Based on these types of reports, use of finasteride is associated with an increased risk of suicidality. However, it seems like a large share of this — perhaps all — may be due to reporting and awareness. One clue is that we see this evidence only in treatment for hair loss, not for prostate issues, despite the latter being a much larger dose.

On top of that, a large cohort study in the U.K., which notably did not rely on these adverse event reporting systems, did not show impacts on depression.
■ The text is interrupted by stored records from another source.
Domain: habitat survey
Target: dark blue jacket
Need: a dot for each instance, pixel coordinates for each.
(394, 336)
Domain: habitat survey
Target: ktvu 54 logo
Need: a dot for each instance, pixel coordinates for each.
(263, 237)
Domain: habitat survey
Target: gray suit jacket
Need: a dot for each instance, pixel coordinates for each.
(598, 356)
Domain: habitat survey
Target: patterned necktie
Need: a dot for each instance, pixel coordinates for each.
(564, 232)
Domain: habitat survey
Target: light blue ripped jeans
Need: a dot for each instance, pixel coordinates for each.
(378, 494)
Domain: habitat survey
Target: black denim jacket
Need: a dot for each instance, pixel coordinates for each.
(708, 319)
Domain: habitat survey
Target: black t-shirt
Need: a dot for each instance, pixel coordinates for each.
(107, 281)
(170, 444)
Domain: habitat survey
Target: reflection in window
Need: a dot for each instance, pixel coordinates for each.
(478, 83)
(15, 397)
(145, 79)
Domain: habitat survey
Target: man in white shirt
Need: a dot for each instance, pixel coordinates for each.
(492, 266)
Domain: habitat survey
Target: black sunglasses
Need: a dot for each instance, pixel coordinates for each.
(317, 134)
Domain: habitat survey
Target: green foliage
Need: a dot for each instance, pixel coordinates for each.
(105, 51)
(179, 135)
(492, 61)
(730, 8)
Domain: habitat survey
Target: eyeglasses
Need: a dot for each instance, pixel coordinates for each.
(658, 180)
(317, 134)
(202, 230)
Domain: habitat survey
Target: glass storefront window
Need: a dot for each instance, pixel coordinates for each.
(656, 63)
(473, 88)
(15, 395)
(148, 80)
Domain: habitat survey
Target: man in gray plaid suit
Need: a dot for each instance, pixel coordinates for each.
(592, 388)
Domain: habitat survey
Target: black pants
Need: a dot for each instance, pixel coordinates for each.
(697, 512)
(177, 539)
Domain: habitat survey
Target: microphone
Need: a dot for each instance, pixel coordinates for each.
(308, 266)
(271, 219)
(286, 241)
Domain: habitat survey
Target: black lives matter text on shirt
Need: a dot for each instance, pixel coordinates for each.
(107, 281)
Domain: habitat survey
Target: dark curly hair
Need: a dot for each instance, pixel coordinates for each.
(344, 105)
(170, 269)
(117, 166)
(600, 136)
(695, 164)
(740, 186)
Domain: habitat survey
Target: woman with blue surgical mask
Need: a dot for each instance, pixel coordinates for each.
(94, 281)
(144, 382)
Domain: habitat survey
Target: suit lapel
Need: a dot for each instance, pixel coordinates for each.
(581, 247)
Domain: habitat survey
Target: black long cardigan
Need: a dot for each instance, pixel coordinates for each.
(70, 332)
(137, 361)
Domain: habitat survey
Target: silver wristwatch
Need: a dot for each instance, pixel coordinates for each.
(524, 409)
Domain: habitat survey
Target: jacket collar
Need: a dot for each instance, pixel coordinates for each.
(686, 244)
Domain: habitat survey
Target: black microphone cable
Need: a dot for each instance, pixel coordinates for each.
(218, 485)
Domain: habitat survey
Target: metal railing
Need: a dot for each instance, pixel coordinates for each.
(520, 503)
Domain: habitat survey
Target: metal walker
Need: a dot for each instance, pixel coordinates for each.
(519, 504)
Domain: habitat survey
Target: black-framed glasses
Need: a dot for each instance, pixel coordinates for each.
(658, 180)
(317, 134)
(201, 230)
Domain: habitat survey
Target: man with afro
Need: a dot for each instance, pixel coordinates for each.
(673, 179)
The FDA does include depression as a risk of finasteride, based on the earlier studies, and this remains a contentious area. Certainly, it is always a good idea to be aware of the signs of depression, regardless of medications. My read is that the data does not support a strong causal link.

Is it safe during pregnancy and TTC?

Finasteride is a pregnancy category X drug — meaning it has been linked to birth defects both in animals and in case reports in humans. The birth defects relate to genitalia development in male fetuses.

Women should absolutely not take this medication during pregnancy, and there is a caution about even handling pills, given the possible exposure through the skin. To be clear, we do not have established evidence of risk from this type of exposure, so this is perhaps overly cautious, but also avoidable.

The more practical question is whether being exposed to semen during sexual activity increases these birth defect risks. Here, the data is — again — not completely clear. On the one hand, evidence from testing semen directly suggests that exposure levels in semen are very low — far lower than we would expect to cause birth defects. On the other hand, in a study of the adverse event reporting system, the rate of birth defects in the partners of men who are using finasteride is much higher (these defects are very rare, but elevated in this group relative to the base rate).

One interpretation of this is that if the only exposure is through semen, it’s no problem, but in some cases, there is other accidental exposure in a household. Since these birth defects are so rare, we likely need much larger studies — probably based on whole population cohorts — to be more confident in the answer here.

Given the sperm impacts and the birth defect concerns, I think a reasonable, conservative approach if you’re trying to conceive would be to stop taking finasteride in advance (probably two to three months before) to give sperm counts time to recover. I can also see, however, people deciding this isn’t necessary, given the very small risk and reassuring impact on sperm overall.

If you do decide to continue taking finasteride, two suggestions.

First, get a sperm test before trying to conceive (this is a good idea anyway!). If your sperm count is low, this is one lifestyle change to consider. Second, pregnant people should be especially careful about exposure to these medications. Exposure through sex is only very limited, but other household exposures should be avoided.

The bottom line

  • Finasteride works. The evidence for hair regrowth is solid, and the effect is meaningful.
  • The side-effect picture is messier and likely overstated due to placebo effects. Sperm count may be affected in some men, though randomized trials are reassuring.
  • If you’re trying to conceive, the conservative approach is to stop taking it two to three months before. Pregnant partners should avoid handling the pills. And a baseline sperm test before trying is a good idea regardless.